Saturday, May 8, 2010

Bouncin' around

The press of the day job and several book projects are my excuse for not having posted here in a while, so let me catch up on a couple of things.
First, for you media types, here is a LINK to a very interesting--if not downright profane--presentation by a very smart guy. His name is Bob Garfield, host of NPR's "On the Media," author of "The Chaos Scenario," and former media critic for Ad Age. This is a speech he gave to the British Columbia Broadcasters Association in which he tells a bunch of TV and radio guys exactly what they don't want to hear. The key point to me--just in case you don't want to or can't stand to watch the whole thing--is that radio and TV stations must compete with more than video and audio.
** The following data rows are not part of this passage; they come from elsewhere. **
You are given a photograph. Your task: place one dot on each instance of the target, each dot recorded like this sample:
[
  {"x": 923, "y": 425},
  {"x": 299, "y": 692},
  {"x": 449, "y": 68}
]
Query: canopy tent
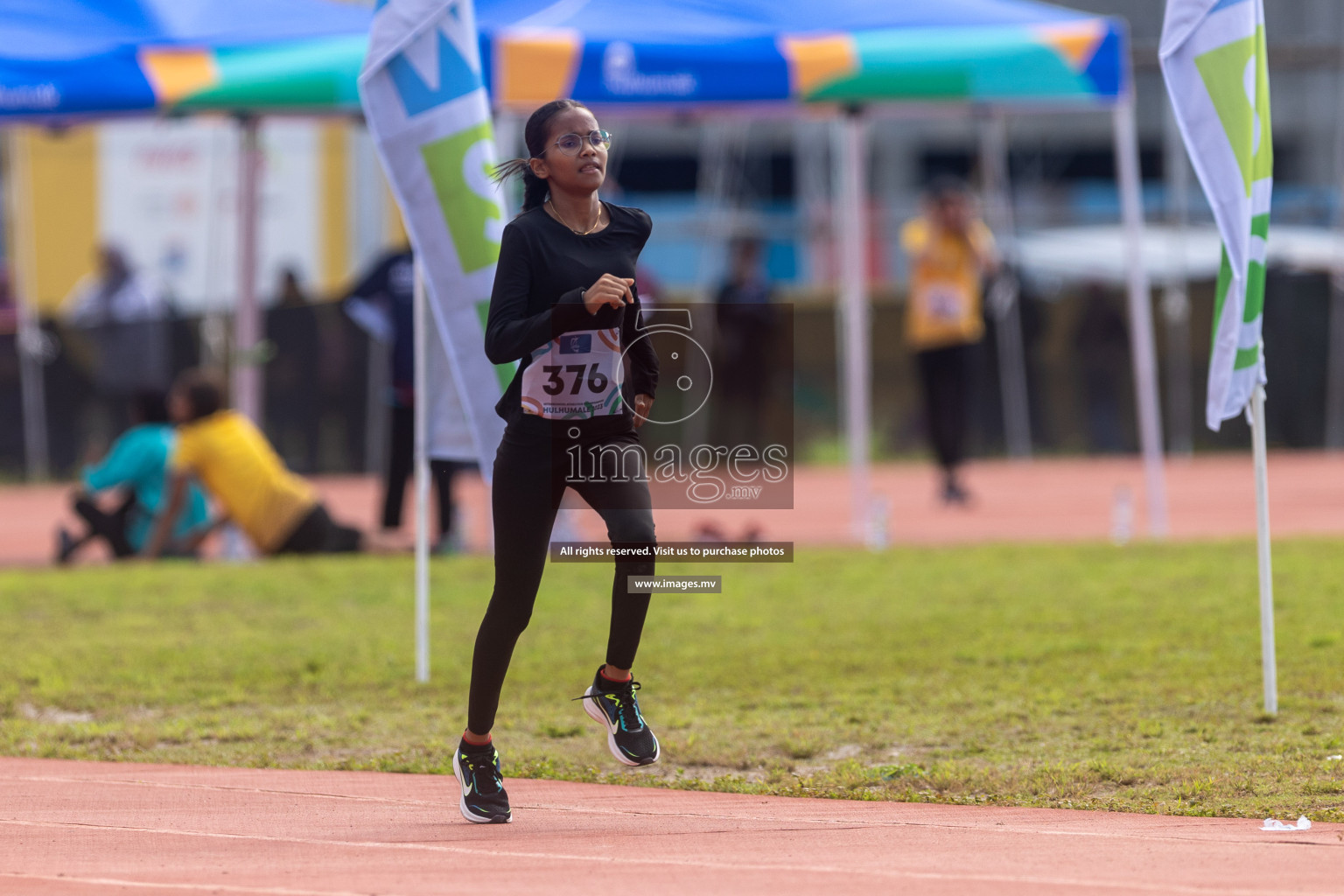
[
  {"x": 67, "y": 60},
  {"x": 852, "y": 54}
]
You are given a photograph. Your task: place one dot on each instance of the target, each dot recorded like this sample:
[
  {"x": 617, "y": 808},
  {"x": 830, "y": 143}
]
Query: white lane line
[
  {"x": 1085, "y": 884},
  {"x": 213, "y": 888},
  {"x": 582, "y": 810}
]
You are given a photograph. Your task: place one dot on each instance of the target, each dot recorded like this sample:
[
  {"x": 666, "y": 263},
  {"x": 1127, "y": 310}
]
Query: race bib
[
  {"x": 947, "y": 303},
  {"x": 576, "y": 376}
]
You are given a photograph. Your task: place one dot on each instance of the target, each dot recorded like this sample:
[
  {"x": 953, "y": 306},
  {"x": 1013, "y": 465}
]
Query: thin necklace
[{"x": 581, "y": 233}]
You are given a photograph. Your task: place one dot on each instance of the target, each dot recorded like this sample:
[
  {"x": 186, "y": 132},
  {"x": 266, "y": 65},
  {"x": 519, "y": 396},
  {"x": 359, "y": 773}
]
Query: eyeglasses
[{"x": 571, "y": 144}]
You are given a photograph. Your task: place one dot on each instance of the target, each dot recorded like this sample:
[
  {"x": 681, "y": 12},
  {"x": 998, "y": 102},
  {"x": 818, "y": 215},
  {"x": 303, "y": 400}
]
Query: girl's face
[{"x": 581, "y": 172}]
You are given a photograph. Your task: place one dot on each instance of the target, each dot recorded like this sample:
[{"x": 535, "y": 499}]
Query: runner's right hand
[{"x": 608, "y": 290}]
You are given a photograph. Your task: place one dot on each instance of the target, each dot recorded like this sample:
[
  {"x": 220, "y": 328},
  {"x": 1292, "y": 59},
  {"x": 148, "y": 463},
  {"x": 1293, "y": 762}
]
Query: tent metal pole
[
  {"x": 421, "y": 323},
  {"x": 246, "y": 374},
  {"x": 1140, "y": 316},
  {"x": 23, "y": 280},
  {"x": 1012, "y": 358},
  {"x": 854, "y": 309}
]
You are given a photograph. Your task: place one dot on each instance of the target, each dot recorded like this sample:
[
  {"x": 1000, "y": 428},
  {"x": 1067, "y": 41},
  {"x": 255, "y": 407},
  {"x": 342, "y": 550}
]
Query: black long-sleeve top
[{"x": 539, "y": 283}]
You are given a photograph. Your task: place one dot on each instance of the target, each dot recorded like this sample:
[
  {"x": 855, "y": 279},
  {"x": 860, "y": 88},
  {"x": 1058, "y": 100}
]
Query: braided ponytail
[{"x": 536, "y": 190}]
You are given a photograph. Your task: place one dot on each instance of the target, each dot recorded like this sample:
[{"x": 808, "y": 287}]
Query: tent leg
[
  {"x": 1012, "y": 361},
  {"x": 246, "y": 374},
  {"x": 855, "y": 315},
  {"x": 30, "y": 340},
  {"x": 420, "y": 324},
  {"x": 1140, "y": 316}
]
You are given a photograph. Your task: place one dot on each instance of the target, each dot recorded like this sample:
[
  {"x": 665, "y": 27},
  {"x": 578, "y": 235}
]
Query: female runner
[{"x": 564, "y": 306}]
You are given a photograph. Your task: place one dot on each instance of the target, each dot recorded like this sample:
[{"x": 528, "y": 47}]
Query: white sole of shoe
[
  {"x": 461, "y": 803},
  {"x": 599, "y": 718}
]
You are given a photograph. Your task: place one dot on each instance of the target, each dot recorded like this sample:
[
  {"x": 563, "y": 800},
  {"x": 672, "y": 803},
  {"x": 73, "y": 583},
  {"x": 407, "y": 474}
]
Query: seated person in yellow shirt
[
  {"x": 950, "y": 251},
  {"x": 276, "y": 509}
]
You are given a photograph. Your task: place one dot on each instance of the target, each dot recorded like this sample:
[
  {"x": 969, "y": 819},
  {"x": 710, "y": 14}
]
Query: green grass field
[{"x": 1088, "y": 677}]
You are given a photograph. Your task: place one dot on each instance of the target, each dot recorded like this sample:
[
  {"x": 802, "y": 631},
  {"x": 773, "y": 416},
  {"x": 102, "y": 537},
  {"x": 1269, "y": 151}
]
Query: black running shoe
[
  {"x": 478, "y": 770},
  {"x": 613, "y": 704}
]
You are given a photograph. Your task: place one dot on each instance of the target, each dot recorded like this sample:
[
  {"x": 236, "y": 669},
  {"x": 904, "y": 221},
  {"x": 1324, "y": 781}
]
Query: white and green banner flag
[
  {"x": 1214, "y": 60},
  {"x": 430, "y": 118}
]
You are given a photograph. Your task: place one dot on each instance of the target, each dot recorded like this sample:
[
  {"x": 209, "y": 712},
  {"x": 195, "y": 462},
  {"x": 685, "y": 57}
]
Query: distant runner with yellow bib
[{"x": 950, "y": 251}]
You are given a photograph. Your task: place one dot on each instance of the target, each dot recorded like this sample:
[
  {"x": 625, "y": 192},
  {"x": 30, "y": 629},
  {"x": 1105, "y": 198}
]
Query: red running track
[{"x": 93, "y": 830}]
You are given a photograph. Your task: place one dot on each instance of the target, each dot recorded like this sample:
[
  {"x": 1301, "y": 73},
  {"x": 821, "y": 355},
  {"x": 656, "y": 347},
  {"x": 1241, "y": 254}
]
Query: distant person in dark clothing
[
  {"x": 136, "y": 465},
  {"x": 293, "y": 403},
  {"x": 950, "y": 253},
  {"x": 745, "y": 320},
  {"x": 383, "y": 303}
]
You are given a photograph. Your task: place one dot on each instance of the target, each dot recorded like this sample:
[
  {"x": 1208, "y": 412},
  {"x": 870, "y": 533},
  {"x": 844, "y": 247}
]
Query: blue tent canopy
[{"x": 78, "y": 58}]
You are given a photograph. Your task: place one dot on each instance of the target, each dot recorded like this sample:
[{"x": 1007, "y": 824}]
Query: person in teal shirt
[{"x": 137, "y": 464}]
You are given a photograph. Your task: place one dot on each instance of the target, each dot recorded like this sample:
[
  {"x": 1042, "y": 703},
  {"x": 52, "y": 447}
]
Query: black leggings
[
  {"x": 945, "y": 376},
  {"x": 531, "y": 473}
]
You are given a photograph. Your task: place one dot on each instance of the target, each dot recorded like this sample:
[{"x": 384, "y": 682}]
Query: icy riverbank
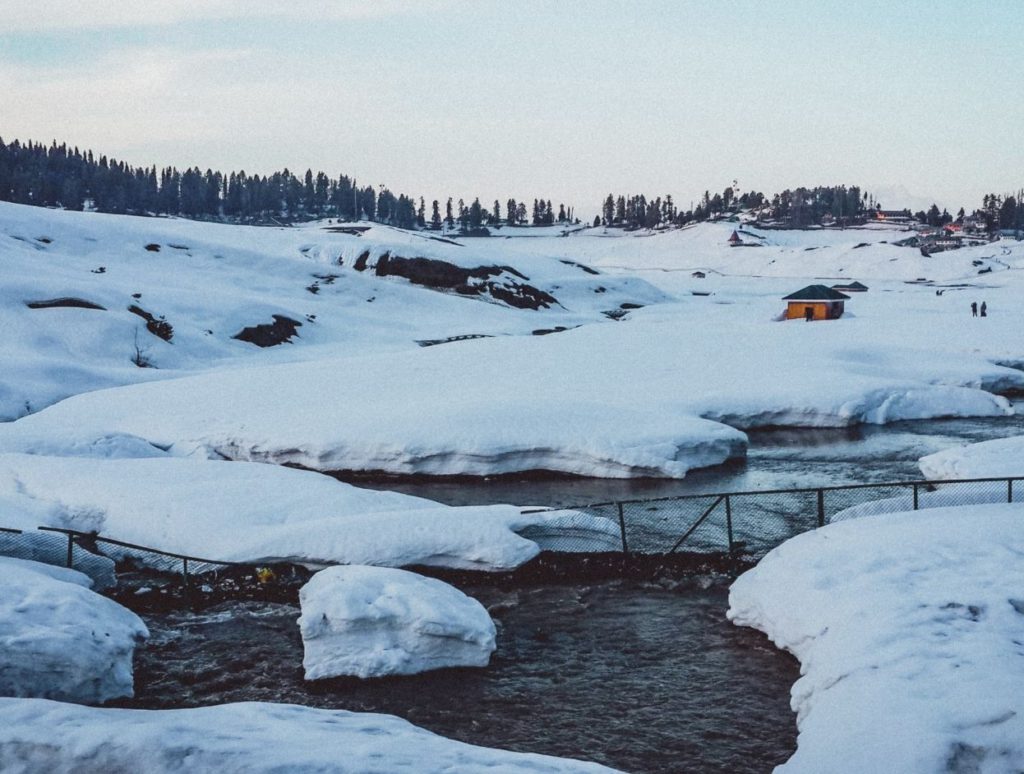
[{"x": 907, "y": 628}]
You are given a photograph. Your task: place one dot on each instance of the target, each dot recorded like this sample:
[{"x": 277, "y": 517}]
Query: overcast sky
[{"x": 569, "y": 100}]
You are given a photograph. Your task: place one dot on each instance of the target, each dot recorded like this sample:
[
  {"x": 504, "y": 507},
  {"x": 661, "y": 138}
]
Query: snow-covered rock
[
  {"x": 908, "y": 629},
  {"x": 256, "y": 513},
  {"x": 372, "y": 621},
  {"x": 1004, "y": 457},
  {"x": 60, "y": 640},
  {"x": 56, "y": 738}
]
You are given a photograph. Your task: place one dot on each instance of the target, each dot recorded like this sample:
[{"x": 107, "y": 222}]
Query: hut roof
[{"x": 816, "y": 293}]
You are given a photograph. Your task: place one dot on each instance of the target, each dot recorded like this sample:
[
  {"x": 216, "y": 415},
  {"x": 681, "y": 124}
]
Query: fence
[
  {"x": 738, "y": 523},
  {"x": 754, "y": 522}
]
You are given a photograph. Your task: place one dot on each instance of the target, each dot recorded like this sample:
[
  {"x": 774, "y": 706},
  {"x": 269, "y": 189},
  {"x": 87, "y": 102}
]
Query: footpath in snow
[{"x": 909, "y": 630}]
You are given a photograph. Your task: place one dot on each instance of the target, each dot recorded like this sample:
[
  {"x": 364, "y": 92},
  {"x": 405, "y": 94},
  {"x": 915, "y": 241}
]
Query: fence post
[
  {"x": 622, "y": 529},
  {"x": 728, "y": 520}
]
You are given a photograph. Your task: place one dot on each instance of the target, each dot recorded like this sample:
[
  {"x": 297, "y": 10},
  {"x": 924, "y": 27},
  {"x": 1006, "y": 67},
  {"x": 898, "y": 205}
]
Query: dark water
[
  {"x": 776, "y": 459},
  {"x": 643, "y": 677}
]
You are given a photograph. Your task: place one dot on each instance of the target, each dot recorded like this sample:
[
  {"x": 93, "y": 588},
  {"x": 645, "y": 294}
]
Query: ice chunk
[{"x": 371, "y": 621}]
They must be a full-bore media provider, using every means that the audience uses to consume media.
And the truly frightening part is that, if you are, say, a radio cluster, you must compete with not only every other radio station in the market, but also with every TV station, newspaper, and other media in the market, plus limitless other sources around the world, including Internet, iPod, cell phone, etc.
Forget "local." Forget the other radio signals if you are a radio station. Your competition is multi-pronged, it's worldwide, and it is, in many cases, far better and more relevant than and almost as easy to get as what you have on your air right now.
Second quick subject, and it is for my ham radio brethren. The continual evolution of the amateur radio equipment market continues to fascinate me, because it is a study in marketing to a decidedly vertical market. The big guys--Icom and Yaesu--continue to introduce scads of new model radios with only slightly different feature sets. I assume they know what they are doing, but one has to wonder. Unless they re developing the different models that are for potential markets other than amateur radio and slightly modifying them and putting a different face on them for us hams, I don't see where the profit is. Still, it is a wonderful thing for us. We get plenty of choices in feature-rich gear. We gripe about prices, but if you look at the quality and technology we are able to purchase, even the most frugal among you (as if hams are a frugal lot!) have to admit these radios are bargains. Of course, these guys have much new competition for this very limited market from people like Elecraft, who is producing really innovative and wonderfully performing radios, and Flex, who developed the first practical software-defined radio and pushed technology to a new level. Maybe having a dozen HF transceivers in your catalog is one way to fight back. I just don't know.
And then, there is Kenwood. They announced in a cryptic press release on Friday that they would be debuting a new HF radio at Dayton Hamvention. It has long been rumored that Kenwood (once the third leg on the big amateur radio manufacturing stool but now almost an after-thought) was developing something new and exciting. The "new" part is now confirmed. The "exciting" part is yet to be.
Their TS-2000 has been a big seller for almost ten years now and is a marvel of technology with so much packed into such a small box. I know. I own one and love it. But what could they possibly do with a new rig to compete with all those choices from Yaesu and Icom, not to mention Flex and Elecraft and TenTec, and even low-end guys like Alinco and the new gear emerging from China?
Here's one to watch. And I wish them all the luck. If it turns out to be a good product with some distinguishing features or technology, it can only mean more competition, more choice, more pressure on pricing...and that is all good for us, even if it causes ulcers down there at the manufacturers' plants.